創刊号は表の面に社説に当たるむのの主張「ダルマさん、足を出せ」と農業時評「農村の景気は下り坂へ」。石坂洋次郎の「東北の人々へ」と題する餞の評論もあった。裏面は、「村長闇討ち事件」という地方記事や秋田県南の青年会の活動レポートなど。むのは主張の中で「(立ち遅れている)東北の暗闇を切り開く松明となって進みたい」と呼びかけた。当初は『たいまつ』は地元では見向きもされず、悲観したむのは発作的に自殺さえ思ったという。が、駅の売店での販売が当たり、県外から注文が増え、じきに経営難から脱却する。

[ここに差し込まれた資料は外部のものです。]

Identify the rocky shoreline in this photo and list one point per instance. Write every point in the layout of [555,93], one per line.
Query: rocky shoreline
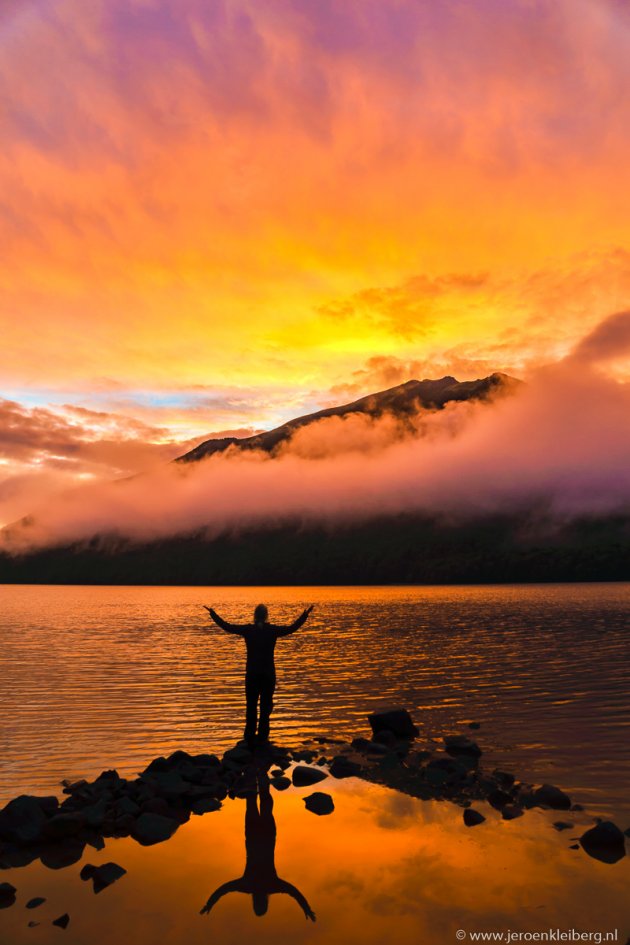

半年で発行部数の二千部があらかた売れ、東京や東北一円に読者層が拡大していく。
日本民族は戦争で大きなしくじりをした。その大きな不幸から立ち直る鍵は農業と教育にある、とむのは考えた。『たいまつ』では、農の問題と教育の問題を読者と共に考えていくことを主論とした。むのは講演でこう説いた。
――農地改革が行われたのに、農民は何もしない。小地主になった農民は農協などの組合員にはなったが、ただそれだけで満足。闘う姿勢をなくしてしまった。彼は紙面でも闘う姿勢を鼓舞していく。「たいまつ」を仲介に、多くの文学者、農民運動家、農民が結び付いて、新しい農村が形成されていった。
むのは「三里塚闘争」(成田国際空港反対運動)に共感し、「秋田県三里塚委員会」を組織。三里塚の外から精神的な支援をしていく。『たいまつ』711号(1971年2月20日)はこう綴る。「(農民の闘いの)成り行きを知るにつれ、尊敬を強めた」。むのは現地に出かけ、「地下要塞」を見学し、活動家の青年たちと交流。三里塚通いを重ねた。前記記事は記す。「三里塚農民の魂に固く自分を結合し、真剣に学び合って前へ進みたいと思う」新聞『たいまつ』の題字の横に「炬火」という小欄がある。この小欄の短文から六〇四編を選んだ『詞集たいまつ――人間に関する断章604』が1967年、三省堂新書として刊行される。全五章立てで、「第一章 いきる」は「生きるとは、しょせん答えていくこと。創造とは、主体そのもの。内部から問いかけを抱えていないものは、そこに横たわっているに過ぎない」。そして、「人間は生きていく力を全く失ったら、自殺しない。自殺を考えるのは、生きる力がまだ十分に残っている証拠である。失意は発条(ばね)である」と綴る。三十三歳の折に発作的に鉄道自殺を思ったという彼の心情がリアルにうかがわれる。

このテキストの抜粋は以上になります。